Two International Breast Cancer Study Group (IBCSG) clinical trials, the Suppression of Ovarian Function Trial (SOFT) and the Tamoxifen and Exemestane Trial (TEXT), contributed 72 percent of the clinical trial participants whose experience informed the Guidelines Panel and had practice-changing impact on their recommendations. However, the Panel noted that the follow-up of the women in SOFT and TEXT was very short, with a median of only 5.5 years in the 2014 reports.

With support from BCRF, Dr. Regan and her IBCSG colleagues will extend the follow-up of women participating in SOFT and TEXT until the year 2020, to a minimum of 10 years for all participants. This long-term follow-up is enabled by support from a consortium of organizations committed to curing breast cancer.

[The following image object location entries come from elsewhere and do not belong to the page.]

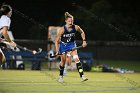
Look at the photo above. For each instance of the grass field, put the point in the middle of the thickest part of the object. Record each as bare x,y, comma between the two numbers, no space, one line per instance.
27,81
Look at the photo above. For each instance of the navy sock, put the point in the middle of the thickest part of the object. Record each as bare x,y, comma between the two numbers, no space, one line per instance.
80,68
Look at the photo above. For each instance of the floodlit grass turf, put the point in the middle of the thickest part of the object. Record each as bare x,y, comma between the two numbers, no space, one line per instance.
26,81
130,65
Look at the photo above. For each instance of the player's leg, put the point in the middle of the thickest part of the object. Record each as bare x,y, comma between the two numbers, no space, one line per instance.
79,65
61,68
2,57
68,62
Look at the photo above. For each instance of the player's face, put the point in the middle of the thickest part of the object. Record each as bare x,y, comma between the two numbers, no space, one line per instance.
69,22
9,14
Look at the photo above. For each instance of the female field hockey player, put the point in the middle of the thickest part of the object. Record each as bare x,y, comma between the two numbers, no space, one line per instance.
5,14
65,41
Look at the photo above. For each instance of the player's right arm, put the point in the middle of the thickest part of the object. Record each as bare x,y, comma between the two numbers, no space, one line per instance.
4,31
58,39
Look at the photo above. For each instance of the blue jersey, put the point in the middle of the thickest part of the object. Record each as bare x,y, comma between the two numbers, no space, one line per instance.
68,36
67,40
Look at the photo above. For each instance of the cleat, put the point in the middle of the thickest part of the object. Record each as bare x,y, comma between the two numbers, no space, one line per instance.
83,78
60,80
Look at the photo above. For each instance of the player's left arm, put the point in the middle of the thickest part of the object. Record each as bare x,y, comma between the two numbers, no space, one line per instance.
82,35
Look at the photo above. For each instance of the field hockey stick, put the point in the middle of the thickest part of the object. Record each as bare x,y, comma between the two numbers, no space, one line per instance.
52,56
23,48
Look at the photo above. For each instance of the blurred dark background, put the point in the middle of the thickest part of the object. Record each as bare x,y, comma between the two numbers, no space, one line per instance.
105,20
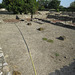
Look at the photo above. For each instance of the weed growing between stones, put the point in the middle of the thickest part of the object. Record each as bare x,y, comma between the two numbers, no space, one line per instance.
48,40
51,41
56,54
44,38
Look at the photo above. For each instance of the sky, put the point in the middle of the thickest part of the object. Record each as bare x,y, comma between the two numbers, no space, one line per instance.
65,3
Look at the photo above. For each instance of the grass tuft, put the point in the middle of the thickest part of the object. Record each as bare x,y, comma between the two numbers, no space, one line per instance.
56,54
51,41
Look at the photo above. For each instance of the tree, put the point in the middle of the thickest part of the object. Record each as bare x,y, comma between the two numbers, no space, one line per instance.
32,7
54,4
21,6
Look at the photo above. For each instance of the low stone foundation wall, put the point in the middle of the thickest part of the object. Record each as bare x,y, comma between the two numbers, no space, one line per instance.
4,68
63,18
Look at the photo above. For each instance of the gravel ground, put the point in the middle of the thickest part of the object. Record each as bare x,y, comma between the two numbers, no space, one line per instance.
50,58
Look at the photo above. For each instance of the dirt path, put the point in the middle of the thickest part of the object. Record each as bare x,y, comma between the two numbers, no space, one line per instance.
48,57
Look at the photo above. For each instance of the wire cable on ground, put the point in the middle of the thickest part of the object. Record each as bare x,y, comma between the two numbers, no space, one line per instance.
27,49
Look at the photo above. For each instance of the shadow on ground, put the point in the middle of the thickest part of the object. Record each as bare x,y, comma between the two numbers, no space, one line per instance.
66,70
6,12
58,24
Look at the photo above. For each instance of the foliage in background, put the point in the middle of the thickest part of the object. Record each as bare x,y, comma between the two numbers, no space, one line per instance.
21,6
54,4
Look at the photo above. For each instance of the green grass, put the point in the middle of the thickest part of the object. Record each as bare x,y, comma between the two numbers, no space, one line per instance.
51,41
44,38
56,54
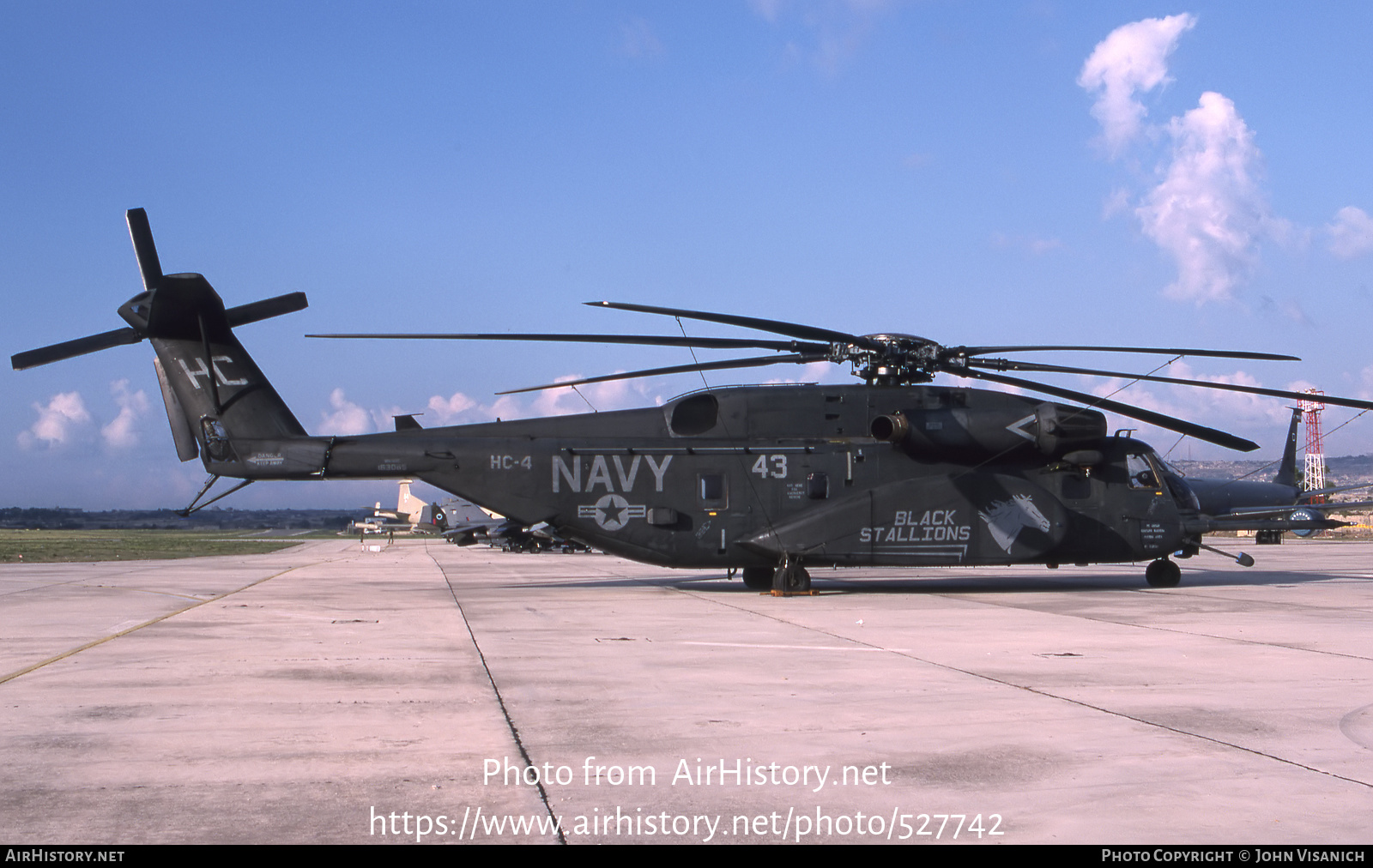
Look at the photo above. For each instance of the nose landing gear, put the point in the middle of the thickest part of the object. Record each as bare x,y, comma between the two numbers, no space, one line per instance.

Longer-term follow-up will improve the ability to detect treatment effects on distant recurrence and overall survival, and define associated late toxicities and side effects of these therapies. Longer follow-up will also enhance the reliability of biomarker research studies to be conducted using the SOFT and TEXT biobank. 

Bio

Dr. Meredith Regan is Associate Professor of Medicine, Department of Biostatistics and Computational Biology, Dana-Farber Cancer Institute and Harvard Medical School. She is the Group Statistician for the International Breast Cancer Study Group (IBCSG), a Swiss non-profit research organization dedicated for over 30 years to innovative clinical research to improve treatment options and the quality of life of breast cancer patients.

Since 2003 she has been the lead statistician for the IBCSG’s practice-changing SOFT and TEXT international phase III clinical trials investigating adjuvant endocrine therapies for premenopausal women with hormone receptor-positive early-stage breast cancer. The trials enrolled 5738 premenopausal women in 510 institutions across 27 countries. Together with the trials’ co-chairs, she has led the analysis and reporting of the trials’ primary efficacy results —supporting the use of aromatase inhibitor (AI) with ovarian function suppression (OFS) as a new adjuvant endocrine therapy option for premenopausal women, and clarifying the role of OFS in addition to tamoxifen—as well as the trials quality-of-life, cognitive function and estradiol substudies. She continues in this role as the trials continue to collect longer-term patient follow-up to understand the impact of these therapies on late recurrence and survival and any associated late side effects of the therapies.

Dr. Regan’s research interests extend to clinical-translational investigations to individualize endocrine therapy treatment selection, as well as the statistical analysis of long-term follow-up of randomized trials with selective crossover, motivated by the BIG 1-98 and HERA adjuvant breast cancer trials.